Liquor tags provide means for inserting arbitrary Ruby code in the compiled output. They can do almost anything, and can have side effects. To learn how to define your own Liquor tags, see lib/stdlib/builtin_tags.rb.
Both functions and tags are organized in libraries. A Liquor library looks like this:
module LiquorFoo
include Liquor::Library
function # ...
tag # ...
end
The libraries should be provided to the Liquor::Manager
constructor, e.g. Liquor::Manager.new(import: [LiquorFoo])
.
Passing Ruby objects to Liquor code
Liquor represents primitive Liquor objects (null, booleans, integers, strings and tuples) using the corresponding primitive Ruby objects, so they can be passed as-is. Liquor does not extend core Ruby classes.

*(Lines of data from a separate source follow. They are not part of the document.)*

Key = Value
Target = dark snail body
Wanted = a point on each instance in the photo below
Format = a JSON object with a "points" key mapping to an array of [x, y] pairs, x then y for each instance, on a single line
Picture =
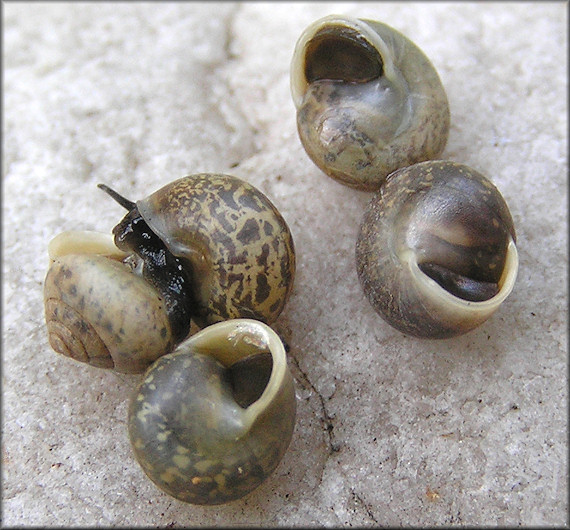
{"points": [[211, 421], [368, 100], [237, 243], [205, 247], [436, 252]]}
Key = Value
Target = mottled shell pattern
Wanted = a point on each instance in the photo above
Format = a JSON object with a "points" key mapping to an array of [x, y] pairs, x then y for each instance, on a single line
{"points": [[99, 309], [239, 245], [191, 433], [436, 253], [368, 100]]}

All other objects must include Liquor::External
in order to be accessible from Liquor. They need to call export
on module level to explicitly mark functions as accessible to Liquor. The functions always receive two arguments: the unnamed argument and the hash of keyword arguments, e.g.:
class FooExternal
include Liquor::External
def meth(arg, kwargs)
# ...
end
export :meth
Additionally, external methods can be deprecated using deprecate :meth, date: '2014-11-11', message: 'meth is deprecated, use meth1 instead'
. The date (i.e. the intended date of final removal) and message will appear in the message of the emitted Liquor::Diagnostic
. The diagnostic will only be emitted when the method is actually called.
Library integrations
Liquor contains code to integrate with some popular libraries
ActiveRecord
Liquor contains built-in support for passing ActiveRecord scopes and model instances as externals. To use it, require 'liquor/dropable'
, then include Liquor::Dropable
in the model, and then simply pass the scope or model instance to the template.
Rails
Liquor contains a Rails renderer for Liquor templates that supports layouts. To use it `require 'liquor/extensions/rails', then use the following code in your actions:
render liquor: {
manager: manager,
template: template_name,
layout: layout_name,
environment: environment,
}
See the section "Renering templates" for the meaning of the renderer arguments.
Kaminari
To use Kaminari integration, require 'liquor/extensions/kaminari'
. This will monkey-patch Kaminari::PaginatableArray
and allow to pass any object paginated by Kaminari to Liquor templates.
Tire
To use Tire integration, require 'liquor/extensions/tire'
. This will monkey-patch Tire::Results::Collection
and Tire::Search::Search
and allow to pass any object generated by Tire to Liquor templates.
ThinkingSphinx
To use ThinkingSphinx integration, require 'liquor/extensions/thinking_sphinx'
. This will monkey-patch ThinkingSphinx::Search
and allow to pass any object generated by ThinkingSphinx to Liquor templates.
Contributing
- Fork it
- Create your feature branch (
git checkout -b my-new-feature
) - Commit your changes (
git commit -am 'Added some feature'
) - Push to the branch (
git push origin my-new-feature
) - Create new Pull Request
License
Liquor is distributed under the terms of MIT license.